Politics in the classroom get a low grade

By Lnn Moncus

Some of us have been following the grade-changing incident in the large city in our state and have hoped that many people will be made aware of what can happen when politics get in the way of education.

Having endured a similar experience while teaching down south, I have been particularly interested in seeing what the outcome may be. As you might surmise, I am most definitely in the teacher’s corner and can but hope she will stand by her guns. Fortunately, her principal and many of her colleagues are on her side, and that should give her the strength to fight for a teacher’s right to give the earned grades. It should also send a message that administrators aren’t always in the right when they decide to take action into their own hands.

Once upon a time, a football player didn’t make a passing grade in one of my classes, and all heck broke loose. I was totally aghast when calls began to come in from authority figures to ask me to change the grade.

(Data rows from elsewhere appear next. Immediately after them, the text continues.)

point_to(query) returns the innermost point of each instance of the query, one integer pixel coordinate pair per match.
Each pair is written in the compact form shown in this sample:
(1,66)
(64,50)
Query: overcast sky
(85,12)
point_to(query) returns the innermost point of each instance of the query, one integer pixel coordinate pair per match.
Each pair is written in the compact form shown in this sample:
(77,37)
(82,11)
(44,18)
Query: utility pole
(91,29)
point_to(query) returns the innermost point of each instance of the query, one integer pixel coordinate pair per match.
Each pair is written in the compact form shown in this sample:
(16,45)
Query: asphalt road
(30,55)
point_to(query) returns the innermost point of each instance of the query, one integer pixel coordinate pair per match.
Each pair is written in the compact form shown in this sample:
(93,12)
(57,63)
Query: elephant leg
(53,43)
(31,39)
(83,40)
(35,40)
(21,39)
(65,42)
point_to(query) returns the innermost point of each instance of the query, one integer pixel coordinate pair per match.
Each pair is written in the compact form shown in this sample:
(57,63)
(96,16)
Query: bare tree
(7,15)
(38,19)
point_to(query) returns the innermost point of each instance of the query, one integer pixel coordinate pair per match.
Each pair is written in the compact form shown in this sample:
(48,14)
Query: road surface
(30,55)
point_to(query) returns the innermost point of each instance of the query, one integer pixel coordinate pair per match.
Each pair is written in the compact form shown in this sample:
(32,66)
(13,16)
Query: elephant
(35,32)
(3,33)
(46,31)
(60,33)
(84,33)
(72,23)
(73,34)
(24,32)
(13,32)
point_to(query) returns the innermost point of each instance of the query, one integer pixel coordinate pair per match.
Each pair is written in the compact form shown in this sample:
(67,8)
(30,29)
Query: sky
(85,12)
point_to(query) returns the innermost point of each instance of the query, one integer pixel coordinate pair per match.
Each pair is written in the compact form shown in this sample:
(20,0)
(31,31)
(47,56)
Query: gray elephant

Well, I wasn’t about to do that but didn’t quite know which way to jump until a few other authority figures called to offer their support and to tell me not to change any grade no matter what threats came in. Some of those calls, particularly from deans outside my own college, gave me the courage to stand by my convictions. I finally made the point that no grade would be changed by me and that if the power that was making all the noise chose to change that grade, he would have to sign and make said change a matter of public knowledge.

Well, the grade was not changed, and I retained my job, but the student was placed in a summer course in which he was assured a passing grade. That student must have liked to suffer because he signed up for another class with me the next semester. He said he appreciated what I had done and that he wanted to prove that he could make a passing grade. He worked very hard and earned that passing grade. Because we both learned to respect each other, we stayed in touch for several years, and he went on to play professional football.

Sometimes, those not involved in teaching don’t realize just how much politics can play in that profession.
When a teacher assigns a grade, that teacher should be the only one to have control over it. Of course, if a mistake has been made, the grade should be raised, but if the change is forced in order to allow one student to graduate without having met the requirements of the course, that teacher should not fold under pressure, and the administrator should learn the boundaries between teaching and administering.

Someone needs to recognize those boundaries, and teachers need to be able to go about their work without having interference from outside the classroom.

‘Tis little wonder that the teaching profession is a little short on numbers.